I noticed this one which I believe is my gun P220 Stainless is a little different than the one I got. Mine came with Rubber Hogue Grips and night sites. I have replaced those with SIG factory Aluminum grips, I love the way they feel on this gun. I also installed a SRT trigger which took some time since it was my first time, but I got it and love it, what a difference. I was told the DE had some sort of a special meaning and that the Germany ones were better and the gun I have was a little rarer? Just looking for any information I can get, I have done all the normal reading up on models etc... but looking for more details.

Also if anybody knows the background info on the electrilis nickel one they used to make, not sure how to spell that. My Father has one that is in near new condition that I love but he won't let go of it. Can't find these on Sig's website or online much anywhere.

THANKS


----------



## Jord516 (Sep 12, 2011)

Also anybody have an advice or own the lasermax guide rod laser, I love the idea, have heard good and bad things.


----------



## Jord516 (Sep 12, 2011)

I just learned this is a 220ST and it is supposedly pretty rare.... good for me?


----------



## FNISHR (Aug 9, 2011)

Jord516 said:


> I just learned this is a 220ST and it is supposedly pretty rare.... good for me?

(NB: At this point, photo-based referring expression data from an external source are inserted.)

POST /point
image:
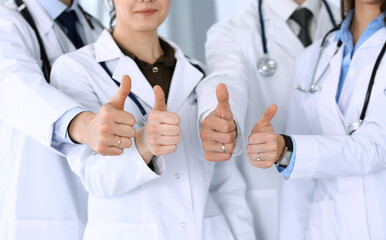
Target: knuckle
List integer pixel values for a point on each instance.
(151, 128)
(152, 139)
(225, 128)
(129, 143)
(231, 148)
(204, 135)
(228, 138)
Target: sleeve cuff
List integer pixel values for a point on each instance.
(60, 133)
(286, 172)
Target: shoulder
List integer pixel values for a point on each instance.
(238, 26)
(93, 22)
(79, 61)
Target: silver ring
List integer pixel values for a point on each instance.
(223, 148)
(119, 141)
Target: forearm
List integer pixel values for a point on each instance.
(112, 176)
(342, 156)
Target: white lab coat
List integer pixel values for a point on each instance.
(338, 191)
(186, 197)
(40, 198)
(233, 50)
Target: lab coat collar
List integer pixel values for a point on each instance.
(106, 48)
(184, 81)
(43, 21)
(55, 7)
(285, 8)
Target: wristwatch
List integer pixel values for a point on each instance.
(285, 159)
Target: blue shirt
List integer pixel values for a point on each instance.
(345, 36)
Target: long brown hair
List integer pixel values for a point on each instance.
(347, 5)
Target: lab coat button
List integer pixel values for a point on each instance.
(353, 74)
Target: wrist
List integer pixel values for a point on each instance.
(281, 147)
(77, 129)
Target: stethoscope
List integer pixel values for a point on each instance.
(46, 66)
(314, 86)
(131, 95)
(266, 65)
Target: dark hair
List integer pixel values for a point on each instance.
(347, 5)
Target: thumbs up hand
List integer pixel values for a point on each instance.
(161, 134)
(107, 132)
(218, 132)
(265, 147)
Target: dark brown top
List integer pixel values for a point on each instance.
(161, 72)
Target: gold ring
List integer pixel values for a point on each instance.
(119, 141)
(223, 148)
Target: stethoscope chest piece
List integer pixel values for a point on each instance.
(353, 127)
(266, 66)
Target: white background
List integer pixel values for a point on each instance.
(188, 20)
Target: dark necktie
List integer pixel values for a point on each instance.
(68, 21)
(302, 16)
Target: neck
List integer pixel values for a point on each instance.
(67, 2)
(144, 45)
(364, 14)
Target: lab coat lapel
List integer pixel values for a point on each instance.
(43, 22)
(139, 84)
(107, 50)
(284, 37)
(46, 25)
(184, 81)
(328, 108)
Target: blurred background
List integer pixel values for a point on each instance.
(188, 20)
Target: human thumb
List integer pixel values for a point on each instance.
(118, 101)
(159, 95)
(266, 119)
(223, 105)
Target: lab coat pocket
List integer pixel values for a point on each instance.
(321, 226)
(43, 229)
(216, 228)
(264, 204)
(120, 230)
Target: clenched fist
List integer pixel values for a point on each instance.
(218, 132)
(109, 131)
(161, 133)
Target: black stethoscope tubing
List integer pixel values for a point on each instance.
(372, 78)
(46, 66)
(262, 25)
(371, 83)
(131, 95)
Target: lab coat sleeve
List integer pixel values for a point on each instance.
(322, 156)
(342, 156)
(297, 195)
(225, 64)
(102, 176)
(27, 102)
(229, 191)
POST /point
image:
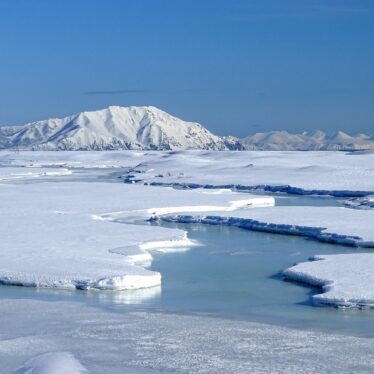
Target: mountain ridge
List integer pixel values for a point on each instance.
(150, 128)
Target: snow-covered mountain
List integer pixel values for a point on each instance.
(112, 128)
(147, 128)
(285, 141)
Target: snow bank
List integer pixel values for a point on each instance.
(62, 235)
(346, 279)
(328, 173)
(52, 363)
(328, 224)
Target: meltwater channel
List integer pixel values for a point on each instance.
(234, 274)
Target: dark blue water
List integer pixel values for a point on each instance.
(234, 274)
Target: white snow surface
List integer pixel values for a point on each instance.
(314, 141)
(60, 234)
(106, 341)
(309, 172)
(52, 363)
(346, 279)
(112, 128)
(331, 224)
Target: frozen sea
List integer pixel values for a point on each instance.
(223, 306)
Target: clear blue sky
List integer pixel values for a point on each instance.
(237, 67)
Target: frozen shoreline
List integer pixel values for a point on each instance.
(55, 236)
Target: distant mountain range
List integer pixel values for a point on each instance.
(149, 128)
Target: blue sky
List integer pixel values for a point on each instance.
(237, 67)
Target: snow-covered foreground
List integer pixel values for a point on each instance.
(60, 231)
(331, 173)
(141, 342)
(60, 234)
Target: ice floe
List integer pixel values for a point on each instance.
(62, 235)
(345, 279)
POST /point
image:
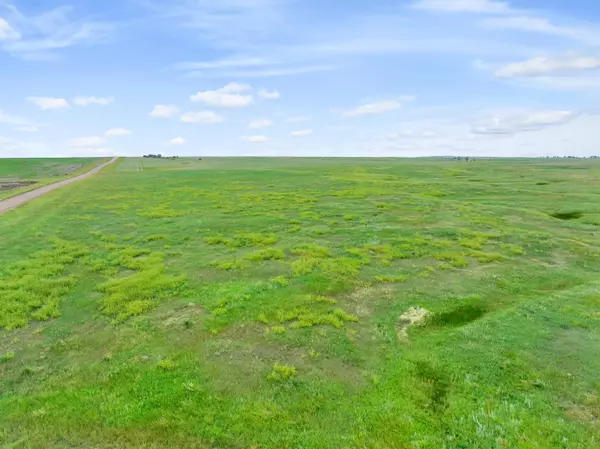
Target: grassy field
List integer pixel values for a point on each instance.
(267, 303)
(34, 173)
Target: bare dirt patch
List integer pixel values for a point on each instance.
(414, 316)
(5, 186)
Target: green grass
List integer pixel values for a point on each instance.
(40, 172)
(239, 303)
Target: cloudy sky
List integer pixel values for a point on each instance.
(300, 77)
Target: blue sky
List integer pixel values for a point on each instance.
(300, 77)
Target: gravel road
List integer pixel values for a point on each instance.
(18, 200)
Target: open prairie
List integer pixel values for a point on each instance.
(304, 303)
(21, 175)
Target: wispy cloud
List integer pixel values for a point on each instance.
(14, 120)
(225, 23)
(46, 103)
(260, 123)
(86, 142)
(40, 37)
(301, 133)
(7, 33)
(255, 139)
(164, 111)
(378, 107)
(117, 132)
(232, 95)
(471, 6)
(267, 94)
(543, 25)
(545, 65)
(28, 129)
(512, 123)
(87, 101)
(297, 119)
(204, 117)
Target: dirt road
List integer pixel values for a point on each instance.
(18, 200)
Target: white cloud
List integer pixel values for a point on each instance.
(45, 103)
(230, 96)
(543, 65)
(516, 122)
(378, 107)
(276, 71)
(164, 111)
(15, 120)
(28, 129)
(227, 23)
(297, 119)
(472, 6)
(265, 94)
(255, 139)
(86, 101)
(302, 133)
(224, 63)
(86, 142)
(541, 25)
(260, 123)
(40, 37)
(7, 32)
(177, 141)
(202, 117)
(117, 132)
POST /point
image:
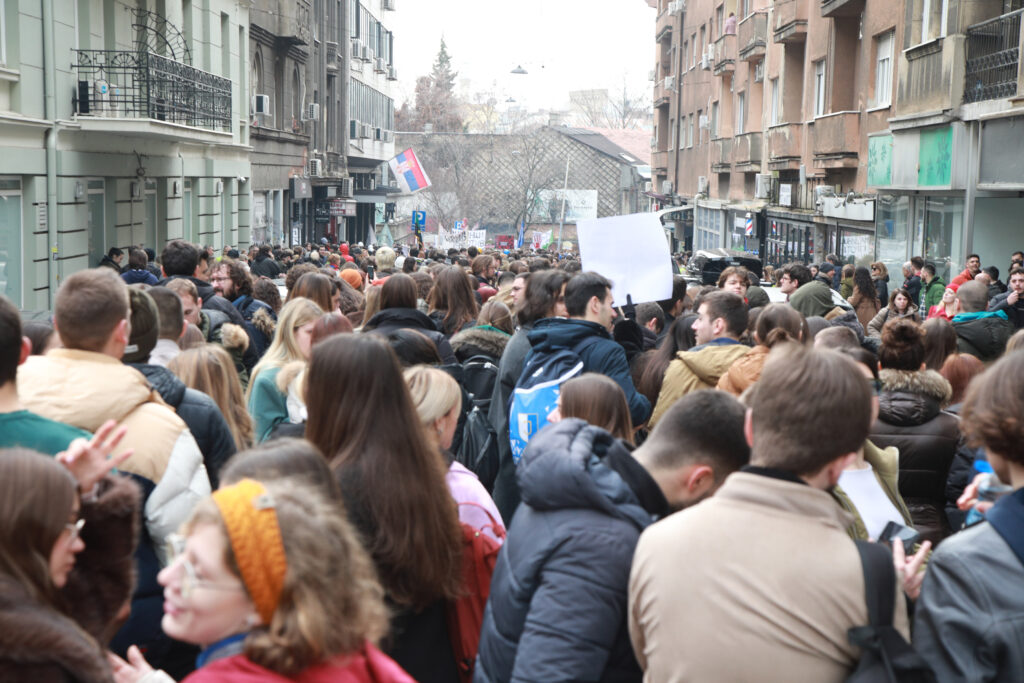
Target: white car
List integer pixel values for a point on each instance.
(776, 295)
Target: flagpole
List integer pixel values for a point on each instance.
(565, 189)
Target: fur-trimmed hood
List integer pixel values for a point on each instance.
(480, 340)
(912, 397)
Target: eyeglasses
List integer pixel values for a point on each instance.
(189, 581)
(74, 530)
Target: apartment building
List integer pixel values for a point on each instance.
(323, 117)
(119, 125)
(947, 172)
(763, 115)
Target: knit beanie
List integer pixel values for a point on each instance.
(144, 327)
(353, 278)
(259, 553)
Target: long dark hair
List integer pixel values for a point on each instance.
(453, 296)
(391, 480)
(863, 284)
(679, 338)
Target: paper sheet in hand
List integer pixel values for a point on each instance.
(631, 251)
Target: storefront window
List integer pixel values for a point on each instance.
(943, 235)
(857, 247)
(891, 229)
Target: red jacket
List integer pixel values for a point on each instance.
(370, 666)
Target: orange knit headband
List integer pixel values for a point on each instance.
(255, 536)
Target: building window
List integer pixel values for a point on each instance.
(884, 70)
(774, 102)
(740, 112)
(819, 87)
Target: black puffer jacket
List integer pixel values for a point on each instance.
(558, 596)
(910, 418)
(983, 335)
(390, 319)
(200, 413)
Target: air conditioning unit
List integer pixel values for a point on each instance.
(261, 103)
(762, 185)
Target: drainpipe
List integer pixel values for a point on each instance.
(49, 92)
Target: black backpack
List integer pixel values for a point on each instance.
(478, 449)
(886, 656)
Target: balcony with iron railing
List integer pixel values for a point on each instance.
(725, 54)
(785, 146)
(753, 37)
(992, 58)
(118, 84)
(721, 155)
(791, 20)
(836, 139)
(747, 152)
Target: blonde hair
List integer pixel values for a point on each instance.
(331, 602)
(209, 369)
(285, 348)
(434, 393)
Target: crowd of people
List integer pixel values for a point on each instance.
(340, 463)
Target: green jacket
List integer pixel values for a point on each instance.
(814, 298)
(885, 463)
(931, 295)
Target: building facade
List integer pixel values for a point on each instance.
(120, 124)
(872, 130)
(323, 117)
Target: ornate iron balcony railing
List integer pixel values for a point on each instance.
(145, 85)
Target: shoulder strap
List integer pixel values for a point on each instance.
(880, 583)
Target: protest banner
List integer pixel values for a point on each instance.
(631, 251)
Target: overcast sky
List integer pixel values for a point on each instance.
(564, 44)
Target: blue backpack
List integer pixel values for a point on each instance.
(537, 390)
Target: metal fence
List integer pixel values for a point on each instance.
(992, 49)
(145, 85)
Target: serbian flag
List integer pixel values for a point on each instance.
(409, 173)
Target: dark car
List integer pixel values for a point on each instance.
(706, 265)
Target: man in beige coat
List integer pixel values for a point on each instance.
(721, 321)
(762, 582)
(85, 384)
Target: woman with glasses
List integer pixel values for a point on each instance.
(68, 531)
(270, 580)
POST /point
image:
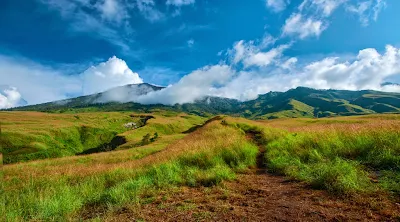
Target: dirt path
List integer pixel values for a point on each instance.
(259, 196)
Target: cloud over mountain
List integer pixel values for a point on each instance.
(109, 74)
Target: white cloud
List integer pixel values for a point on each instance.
(277, 5)
(367, 10)
(196, 85)
(112, 10)
(288, 64)
(326, 7)
(379, 6)
(262, 59)
(148, 10)
(106, 75)
(190, 43)
(253, 54)
(9, 97)
(368, 70)
(37, 83)
(302, 27)
(179, 3)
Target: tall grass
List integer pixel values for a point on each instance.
(204, 158)
(340, 159)
(342, 155)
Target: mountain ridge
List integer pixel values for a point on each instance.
(297, 102)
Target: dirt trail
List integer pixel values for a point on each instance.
(259, 196)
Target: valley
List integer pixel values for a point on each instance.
(201, 169)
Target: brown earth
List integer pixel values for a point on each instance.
(257, 195)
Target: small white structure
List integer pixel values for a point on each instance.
(130, 125)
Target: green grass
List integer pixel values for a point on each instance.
(30, 136)
(337, 161)
(340, 155)
(210, 156)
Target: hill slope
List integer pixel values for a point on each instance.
(299, 102)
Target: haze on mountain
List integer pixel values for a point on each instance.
(279, 46)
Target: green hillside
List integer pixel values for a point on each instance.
(299, 102)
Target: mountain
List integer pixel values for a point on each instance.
(298, 102)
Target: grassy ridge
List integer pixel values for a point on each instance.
(205, 157)
(30, 136)
(341, 155)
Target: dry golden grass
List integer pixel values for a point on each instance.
(83, 166)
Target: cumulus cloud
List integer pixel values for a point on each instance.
(277, 5)
(148, 10)
(326, 7)
(253, 54)
(112, 10)
(9, 97)
(37, 83)
(367, 70)
(196, 85)
(190, 43)
(298, 25)
(106, 75)
(179, 3)
(367, 10)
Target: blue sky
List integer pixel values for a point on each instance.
(56, 49)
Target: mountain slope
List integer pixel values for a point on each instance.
(299, 102)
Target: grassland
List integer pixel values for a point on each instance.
(344, 155)
(32, 135)
(205, 157)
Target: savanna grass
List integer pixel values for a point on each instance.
(204, 158)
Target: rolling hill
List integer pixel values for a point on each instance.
(298, 102)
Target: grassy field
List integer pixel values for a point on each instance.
(205, 157)
(343, 155)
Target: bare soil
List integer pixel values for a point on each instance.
(257, 195)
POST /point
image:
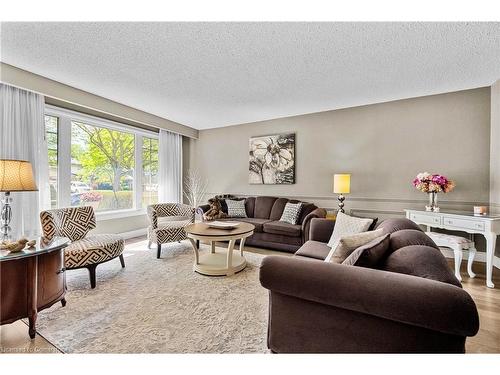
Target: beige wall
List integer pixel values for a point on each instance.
(383, 145)
(495, 148)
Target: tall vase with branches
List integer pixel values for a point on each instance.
(195, 187)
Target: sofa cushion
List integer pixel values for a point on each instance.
(291, 213)
(346, 225)
(285, 229)
(263, 207)
(278, 207)
(236, 208)
(347, 244)
(258, 223)
(369, 255)
(408, 237)
(421, 261)
(314, 249)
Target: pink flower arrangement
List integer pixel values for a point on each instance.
(433, 183)
(90, 197)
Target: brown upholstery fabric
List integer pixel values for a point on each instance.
(422, 261)
(314, 249)
(369, 255)
(408, 237)
(307, 208)
(393, 296)
(321, 229)
(393, 225)
(263, 207)
(285, 229)
(258, 223)
(250, 206)
(278, 207)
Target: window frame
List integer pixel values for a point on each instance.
(65, 117)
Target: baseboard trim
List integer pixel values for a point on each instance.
(134, 233)
(480, 256)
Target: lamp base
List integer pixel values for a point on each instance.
(6, 217)
(341, 199)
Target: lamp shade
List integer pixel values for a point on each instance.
(16, 175)
(342, 183)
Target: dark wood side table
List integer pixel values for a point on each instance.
(32, 280)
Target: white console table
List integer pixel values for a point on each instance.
(488, 226)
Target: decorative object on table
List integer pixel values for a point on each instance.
(272, 159)
(223, 224)
(215, 210)
(15, 246)
(433, 184)
(341, 186)
(15, 175)
(480, 210)
(195, 188)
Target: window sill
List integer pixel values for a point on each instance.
(110, 215)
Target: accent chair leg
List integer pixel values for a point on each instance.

Well, they are around but you don't see them as often. Eventually, I'd like to add an ST to my own collection, but I've got a couple of other things in mind that I think will come first. Obviously a fine weapon, though.


----------



## Jord516 (Sep 12, 2011)

What SIGs are in your collection now? I love them, I have played and handled many guns since I was a kid and they by far have the best feel as far as quality goes. I hate hate hate cheap feeling guns, GLOCK might be legit but I can't shoot a plastic gun. My ST might be all steel and heavy but you know what your holding. 

I just recently put Aluminum Grips and an SRT on it. Not sure what other upgrades I can do now? I want a Guide rod laser but so expensive....


----------



## FNISHR (Aug 9, 2011)

"Collection" was probably a lofty word for my four firearm arsenal. I have a S&W Model 27 I've had for around 30 years, as well as a Glock 17 and a Browning Buck Mark. Love all of them. I also have an older model (1993 I think, but not quite sure) Sig P220 in .45 ACP and really enjoy it as well. Relatively soon, I hope to get a P226 in 9mm.

I also shoot my son's P220's once in a while. He has one in 9mm and one in .30 luger. You don't see many of either in my part of Tennessee.


----------